Modify the rayTraceScene method of the RayTracer class so that it uses the setPerspectiveRayOriginAndDirection method to set the rayOrigin and rayDirection data members. It should then pass these to the traceIndividualRay method so that the ray can be traced. Set each pixel to the color returned by traceIndividualRay.

Run the program. Make sure all the pixels are still being set to the defaultColor.

Checking for Intersections

Modify the traceIndividualRay method of the RayTracer class so that it checks the ray for intersection against every Surface in the scene. It should do this by repeatedly passing the ray origin (e) and the ray direction (d) to findClosestIntersection methods of the Surface class and its sub-classes.

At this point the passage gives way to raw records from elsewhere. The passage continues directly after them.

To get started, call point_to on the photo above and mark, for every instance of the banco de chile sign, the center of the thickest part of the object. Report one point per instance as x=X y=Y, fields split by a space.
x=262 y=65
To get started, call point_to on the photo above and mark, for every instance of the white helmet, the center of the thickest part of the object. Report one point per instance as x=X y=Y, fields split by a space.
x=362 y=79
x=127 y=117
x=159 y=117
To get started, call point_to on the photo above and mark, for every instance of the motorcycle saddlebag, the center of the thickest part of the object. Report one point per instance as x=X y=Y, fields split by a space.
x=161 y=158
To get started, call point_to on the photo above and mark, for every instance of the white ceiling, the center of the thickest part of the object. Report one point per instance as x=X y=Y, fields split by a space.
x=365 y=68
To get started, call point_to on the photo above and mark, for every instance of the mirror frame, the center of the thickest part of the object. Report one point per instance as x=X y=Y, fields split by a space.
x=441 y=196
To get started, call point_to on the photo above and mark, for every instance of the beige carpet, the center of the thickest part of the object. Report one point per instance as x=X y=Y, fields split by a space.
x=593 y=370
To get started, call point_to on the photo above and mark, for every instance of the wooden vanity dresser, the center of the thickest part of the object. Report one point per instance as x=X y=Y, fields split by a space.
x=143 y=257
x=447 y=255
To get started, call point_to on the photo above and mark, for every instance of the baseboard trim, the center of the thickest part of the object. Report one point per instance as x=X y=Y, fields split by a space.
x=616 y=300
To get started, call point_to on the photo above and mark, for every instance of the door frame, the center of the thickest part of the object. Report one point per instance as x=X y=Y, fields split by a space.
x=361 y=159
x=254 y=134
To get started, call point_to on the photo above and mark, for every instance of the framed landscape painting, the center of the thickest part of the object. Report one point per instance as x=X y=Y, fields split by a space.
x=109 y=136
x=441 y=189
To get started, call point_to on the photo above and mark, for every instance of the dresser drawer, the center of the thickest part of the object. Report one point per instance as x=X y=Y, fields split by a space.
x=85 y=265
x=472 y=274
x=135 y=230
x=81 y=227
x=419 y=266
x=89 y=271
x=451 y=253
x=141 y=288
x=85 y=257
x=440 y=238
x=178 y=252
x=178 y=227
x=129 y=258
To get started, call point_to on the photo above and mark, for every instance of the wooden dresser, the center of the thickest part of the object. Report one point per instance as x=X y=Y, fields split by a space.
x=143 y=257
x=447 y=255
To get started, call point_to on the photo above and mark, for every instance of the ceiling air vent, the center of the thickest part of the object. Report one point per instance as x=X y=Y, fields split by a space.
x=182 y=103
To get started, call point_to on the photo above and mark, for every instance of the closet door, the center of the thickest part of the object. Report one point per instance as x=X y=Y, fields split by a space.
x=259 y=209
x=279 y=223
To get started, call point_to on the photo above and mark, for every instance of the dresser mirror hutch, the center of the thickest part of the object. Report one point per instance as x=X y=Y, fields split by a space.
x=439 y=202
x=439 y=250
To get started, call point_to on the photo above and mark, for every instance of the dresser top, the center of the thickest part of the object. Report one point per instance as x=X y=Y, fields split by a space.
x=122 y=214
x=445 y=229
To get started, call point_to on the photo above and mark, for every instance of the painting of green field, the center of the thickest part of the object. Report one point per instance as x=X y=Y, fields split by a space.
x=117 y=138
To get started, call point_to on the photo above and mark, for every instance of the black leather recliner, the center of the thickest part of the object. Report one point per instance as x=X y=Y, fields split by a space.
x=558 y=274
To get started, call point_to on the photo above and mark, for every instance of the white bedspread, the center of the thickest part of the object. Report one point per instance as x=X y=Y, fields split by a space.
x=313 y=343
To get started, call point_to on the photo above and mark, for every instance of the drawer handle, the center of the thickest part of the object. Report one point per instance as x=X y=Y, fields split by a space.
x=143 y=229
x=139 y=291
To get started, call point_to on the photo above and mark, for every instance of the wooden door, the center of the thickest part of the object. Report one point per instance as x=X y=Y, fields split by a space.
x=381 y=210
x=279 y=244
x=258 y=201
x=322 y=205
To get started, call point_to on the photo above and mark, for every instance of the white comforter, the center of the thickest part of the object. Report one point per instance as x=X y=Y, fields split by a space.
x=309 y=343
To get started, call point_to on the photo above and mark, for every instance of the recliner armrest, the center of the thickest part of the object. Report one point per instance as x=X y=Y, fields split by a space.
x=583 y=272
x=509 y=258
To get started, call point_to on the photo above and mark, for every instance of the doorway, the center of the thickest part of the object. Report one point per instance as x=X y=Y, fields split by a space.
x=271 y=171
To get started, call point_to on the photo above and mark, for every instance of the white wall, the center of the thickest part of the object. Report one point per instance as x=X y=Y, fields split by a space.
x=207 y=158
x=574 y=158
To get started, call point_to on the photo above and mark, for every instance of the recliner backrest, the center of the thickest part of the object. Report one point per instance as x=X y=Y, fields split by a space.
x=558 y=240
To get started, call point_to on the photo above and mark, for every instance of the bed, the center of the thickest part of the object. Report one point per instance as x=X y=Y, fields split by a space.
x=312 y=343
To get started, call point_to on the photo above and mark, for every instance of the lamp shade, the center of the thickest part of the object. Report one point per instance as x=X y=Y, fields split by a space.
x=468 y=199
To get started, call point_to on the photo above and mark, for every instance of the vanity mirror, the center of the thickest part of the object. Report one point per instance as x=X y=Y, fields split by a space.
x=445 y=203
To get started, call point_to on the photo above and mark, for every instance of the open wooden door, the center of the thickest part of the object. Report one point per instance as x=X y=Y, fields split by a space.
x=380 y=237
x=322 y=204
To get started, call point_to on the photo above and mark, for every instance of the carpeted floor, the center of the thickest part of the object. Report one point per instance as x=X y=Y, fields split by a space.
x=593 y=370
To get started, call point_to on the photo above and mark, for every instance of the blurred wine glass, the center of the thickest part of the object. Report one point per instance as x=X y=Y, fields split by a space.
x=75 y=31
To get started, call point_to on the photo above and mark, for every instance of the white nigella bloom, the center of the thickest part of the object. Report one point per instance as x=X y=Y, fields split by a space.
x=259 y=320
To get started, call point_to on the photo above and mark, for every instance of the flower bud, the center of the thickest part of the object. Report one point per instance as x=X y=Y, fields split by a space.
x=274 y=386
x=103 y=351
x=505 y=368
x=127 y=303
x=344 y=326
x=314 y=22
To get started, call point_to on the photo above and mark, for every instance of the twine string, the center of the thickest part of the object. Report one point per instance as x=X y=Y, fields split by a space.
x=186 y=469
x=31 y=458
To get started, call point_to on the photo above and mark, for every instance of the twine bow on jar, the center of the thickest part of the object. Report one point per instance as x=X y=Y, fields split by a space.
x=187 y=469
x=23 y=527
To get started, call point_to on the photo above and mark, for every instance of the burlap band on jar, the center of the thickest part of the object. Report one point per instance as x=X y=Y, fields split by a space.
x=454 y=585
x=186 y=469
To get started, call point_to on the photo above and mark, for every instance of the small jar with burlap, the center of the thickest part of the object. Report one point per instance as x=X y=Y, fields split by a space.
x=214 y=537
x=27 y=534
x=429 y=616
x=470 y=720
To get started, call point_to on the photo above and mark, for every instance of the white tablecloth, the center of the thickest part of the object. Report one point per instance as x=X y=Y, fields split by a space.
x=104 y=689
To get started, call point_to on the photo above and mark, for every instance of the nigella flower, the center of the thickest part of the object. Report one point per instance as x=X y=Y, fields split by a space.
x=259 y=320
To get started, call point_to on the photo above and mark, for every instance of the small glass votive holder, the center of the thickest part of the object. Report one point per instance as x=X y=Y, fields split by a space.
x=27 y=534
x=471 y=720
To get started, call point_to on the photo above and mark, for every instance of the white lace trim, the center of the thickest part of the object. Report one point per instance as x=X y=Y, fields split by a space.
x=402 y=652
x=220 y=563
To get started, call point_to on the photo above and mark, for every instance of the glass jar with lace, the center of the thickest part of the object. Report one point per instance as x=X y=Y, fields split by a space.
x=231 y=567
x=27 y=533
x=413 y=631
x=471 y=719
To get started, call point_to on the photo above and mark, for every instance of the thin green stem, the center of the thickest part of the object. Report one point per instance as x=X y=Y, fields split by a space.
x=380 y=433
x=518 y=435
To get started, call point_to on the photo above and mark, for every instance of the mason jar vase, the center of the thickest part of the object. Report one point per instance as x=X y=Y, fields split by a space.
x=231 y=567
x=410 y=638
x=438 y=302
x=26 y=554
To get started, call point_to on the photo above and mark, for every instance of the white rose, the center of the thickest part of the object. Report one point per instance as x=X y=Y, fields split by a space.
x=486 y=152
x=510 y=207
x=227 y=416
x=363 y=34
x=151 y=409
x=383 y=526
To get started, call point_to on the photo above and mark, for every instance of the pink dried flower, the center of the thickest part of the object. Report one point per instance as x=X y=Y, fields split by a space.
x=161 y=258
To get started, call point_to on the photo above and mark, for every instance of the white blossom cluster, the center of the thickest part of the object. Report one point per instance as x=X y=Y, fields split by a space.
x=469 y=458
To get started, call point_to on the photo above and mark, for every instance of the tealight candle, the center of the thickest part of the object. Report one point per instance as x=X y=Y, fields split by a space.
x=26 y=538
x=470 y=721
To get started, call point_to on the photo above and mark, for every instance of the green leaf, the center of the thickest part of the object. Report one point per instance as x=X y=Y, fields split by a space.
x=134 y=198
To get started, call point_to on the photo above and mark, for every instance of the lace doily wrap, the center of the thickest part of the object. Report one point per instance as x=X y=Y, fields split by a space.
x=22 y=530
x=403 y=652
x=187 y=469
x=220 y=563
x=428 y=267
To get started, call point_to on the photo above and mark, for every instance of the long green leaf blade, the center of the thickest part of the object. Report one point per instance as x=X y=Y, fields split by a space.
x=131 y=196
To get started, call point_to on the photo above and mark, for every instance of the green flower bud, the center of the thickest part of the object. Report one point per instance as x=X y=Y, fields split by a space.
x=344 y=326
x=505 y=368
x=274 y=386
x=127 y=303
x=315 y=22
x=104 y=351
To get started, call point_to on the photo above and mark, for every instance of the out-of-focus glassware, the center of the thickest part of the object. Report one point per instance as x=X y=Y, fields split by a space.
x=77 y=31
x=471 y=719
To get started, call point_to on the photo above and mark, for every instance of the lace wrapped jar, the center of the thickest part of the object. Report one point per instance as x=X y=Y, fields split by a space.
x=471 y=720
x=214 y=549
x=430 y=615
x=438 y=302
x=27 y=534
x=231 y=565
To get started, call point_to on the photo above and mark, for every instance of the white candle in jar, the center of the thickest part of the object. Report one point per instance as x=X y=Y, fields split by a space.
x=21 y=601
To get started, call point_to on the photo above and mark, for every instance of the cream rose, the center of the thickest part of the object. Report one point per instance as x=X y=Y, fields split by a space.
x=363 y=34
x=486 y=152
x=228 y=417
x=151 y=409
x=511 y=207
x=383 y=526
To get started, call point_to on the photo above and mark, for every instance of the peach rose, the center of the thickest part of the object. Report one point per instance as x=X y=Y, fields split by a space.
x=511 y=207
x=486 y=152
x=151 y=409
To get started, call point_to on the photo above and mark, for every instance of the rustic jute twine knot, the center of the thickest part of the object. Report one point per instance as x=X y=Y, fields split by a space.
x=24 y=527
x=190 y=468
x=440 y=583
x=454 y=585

If a findClosestIntersection method does not find an intersection, it will return a HitRecord in which the value of the data member t is equal to FLT_MAX. If an intersection is found, the value of t will be equal to the distance from the ray origin to the closest point of intersection. The other data members in the returned HitRecord will contain additional information about the point of intersection, including its position (interceptPoint), the surface normal at the point of intersection (surfaceNormal), and the color of the surface (material).

When an intersection is found, return the color contained in the material data member of the associated HitRecord. If no intersection is found, return the defaultColor.

You should call the size method of the c++ vector collection to determine how many Surfaces are in surfacesInScene when setting up a loop to go through all the Surfaces.


Since SurfacesInScene contains pointers, you will have to use pointer instead of dot notation to call findClosestIntersection methods.

surfacesInScene[s]->findClosestIntersection (...

Run the program. If it is working correctly, you should see a single sphere that appears as a disk or circle.

Now modify the traceIndividualRay method so that it returns the color of the Surface with the closest point of intersection.

Modify the buidScene function in Lab.cpp to add additional Sphere objects to the scene. Run the program. Place some of the spheres so that you can verify that the nearer Sphere objects cover those that are further from the view point.


Complete the findClosestIntersection method of the Plane class. Use the Chapter Four notes as well as the Sphere findClosestIntersection method as a guide.

Modify the buidScene function so that a horizontal plane is added to the scene. Run the program. Make sure it works. Add additional planes if you desire.

If you have a plane and a few spheres, your scene might look something like the following.

Turn it in

  1. Copy the folder containing your solution to the desktop.
  2. Change the name of the folder to CSE287LabFour followed by your unique identifier. For instance “CSE287LabFourBachmaer.”
  3. Open the solution. Make sure it still runs.
  4. Clean the solution by selecting Build-]Clean Solution. (The will delete all the intermediate temporary files that are part of your project and reduce the size of your submission.)
  5. Make sure your solution does not include a .sdf file of a ipch folder.
  6. Zip up the solution folder using the standard windows compression tool. (No 7zips, rars, etc.)
  7. Submit your zip archive of the solution through canvas.

You will need to have this project available and complete when you start the next lab.